In this study, the inelastic buckling equation of a thin plate subjected to all in-plane loads is analytically solved and the inelastic buckling coefficient is explicitly estimated. Using the deformation theory of plasticity, a multiaxial nonlinear stress–strain curve is supposed which is described by the Ramberg–Osgood representation and the von Mises criterion. Due to buckling, the variations are applied on the secant modulus, the Poisson’s ratio and the normal and shear strains. Then, the inelastic buckling equation of a perfect thin rectangular plate subjected to combined biaxial and shear loads is completely developed. Applying the generalized integral transform technique, the equation is straightforwardly converted to an eigenvalue problem in a dimensionless form. Initially, a geometrical solution and an algorithm are presented to find the lowest inelastic buckling coefficient \(\left( {k_{s} } \right)\). The solution is successfully validated by some results in the literature. Then, a semi-analytical solution is proposed to simplify the calculation of \(k_{s}\). The method of linear least squares is applied in two stages on the obtained results and an approximate polynomial equation is found which is usually solved by trial and error. The obtained results show good agreement between the proposed semi-analytical and geometrical methods, so that the differences are < 12%. The semi-analytical solution is easily programmed in usual scientific calculators and can be applied for practical purposes.

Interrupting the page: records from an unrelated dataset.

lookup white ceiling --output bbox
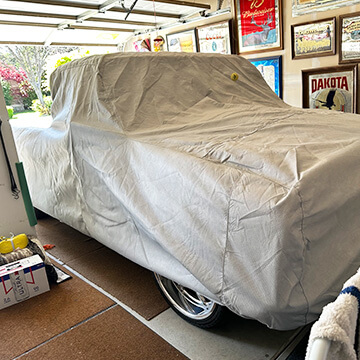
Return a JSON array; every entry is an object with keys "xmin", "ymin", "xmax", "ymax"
[{"xmin": 0, "ymin": 0, "xmax": 211, "ymax": 46}]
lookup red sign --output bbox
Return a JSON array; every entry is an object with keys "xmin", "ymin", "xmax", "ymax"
[{"xmin": 239, "ymin": 0, "xmax": 276, "ymax": 46}]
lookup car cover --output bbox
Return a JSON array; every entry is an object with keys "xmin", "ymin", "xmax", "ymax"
[{"xmin": 13, "ymin": 53, "xmax": 360, "ymax": 330}]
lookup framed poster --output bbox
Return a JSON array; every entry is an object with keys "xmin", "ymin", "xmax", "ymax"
[
  {"xmin": 133, "ymin": 38, "xmax": 151, "ymax": 52},
  {"xmin": 196, "ymin": 21, "xmax": 231, "ymax": 54},
  {"xmin": 166, "ymin": 29, "xmax": 197, "ymax": 52},
  {"xmin": 236, "ymin": 0, "xmax": 283, "ymax": 54},
  {"xmin": 339, "ymin": 12, "xmax": 360, "ymax": 63},
  {"xmin": 292, "ymin": 0, "xmax": 359, "ymax": 17},
  {"xmin": 291, "ymin": 17, "xmax": 336, "ymax": 59},
  {"xmin": 302, "ymin": 65, "xmax": 357, "ymax": 112},
  {"xmin": 249, "ymin": 55, "xmax": 282, "ymax": 99}
]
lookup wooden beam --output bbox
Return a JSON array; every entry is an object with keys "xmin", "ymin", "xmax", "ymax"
[
  {"xmin": 144, "ymin": 0, "xmax": 211, "ymax": 10},
  {"xmin": 0, "ymin": 41, "xmax": 117, "ymax": 47},
  {"xmin": 0, "ymin": 20, "xmax": 135, "ymax": 32},
  {"xmin": 0, "ymin": 9, "xmax": 156, "ymax": 27},
  {"xmin": 51, "ymin": 43, "xmax": 117, "ymax": 47},
  {"xmin": 5, "ymin": 0, "xmax": 181, "ymax": 19},
  {"xmin": 0, "ymin": 20, "xmax": 57, "ymax": 28}
]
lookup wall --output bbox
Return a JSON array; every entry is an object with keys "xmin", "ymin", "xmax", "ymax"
[
  {"xmin": 244, "ymin": 0, "xmax": 360, "ymax": 110},
  {"xmin": 0, "ymin": 86, "xmax": 35, "ymax": 237}
]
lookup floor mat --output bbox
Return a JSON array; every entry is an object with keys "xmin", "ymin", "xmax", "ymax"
[
  {"xmin": 0, "ymin": 264, "xmax": 114, "ymax": 360},
  {"xmin": 36, "ymin": 217, "xmax": 168, "ymax": 320},
  {"xmin": 21, "ymin": 306, "xmax": 188, "ymax": 360}
]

在这项研究中，分析了薄板在所有面内载荷下的非弹性屈曲方程，并明确估计了非弹性屈曲系数。使用塑性变形理论，假定了多轴非线性应力-应变曲线，该曲线由Ramberg-Osgood表示法和von Mises准则描述。由于屈曲，变化适用于割线模量，泊松比以及法向和剪切应变。然后，完全发展了理想的矩形薄板在双轴和剪力共同作用下的非弹性屈曲方程。应用广义积分变换技术，可以将方程以无量纲形式直接转换为特征值问题。最初，\（\ left（{k_ {s}} \ right）\）。该解决方案已通过文献中的一些结果成功验证。然后，提出了一种半解析解来简化\（k_ {s} \）的计算。对获得的结果分两个阶段应用线性最小二乘法，并找到一个近似多项式方程，通常通过反复试验求解。所得结果表明，所提出的半解析方法与几何方法之间具有很好的一致性，因此差异<12％。半解析解决方案可在常规科学计算器中轻松编程，并可用于实际目的。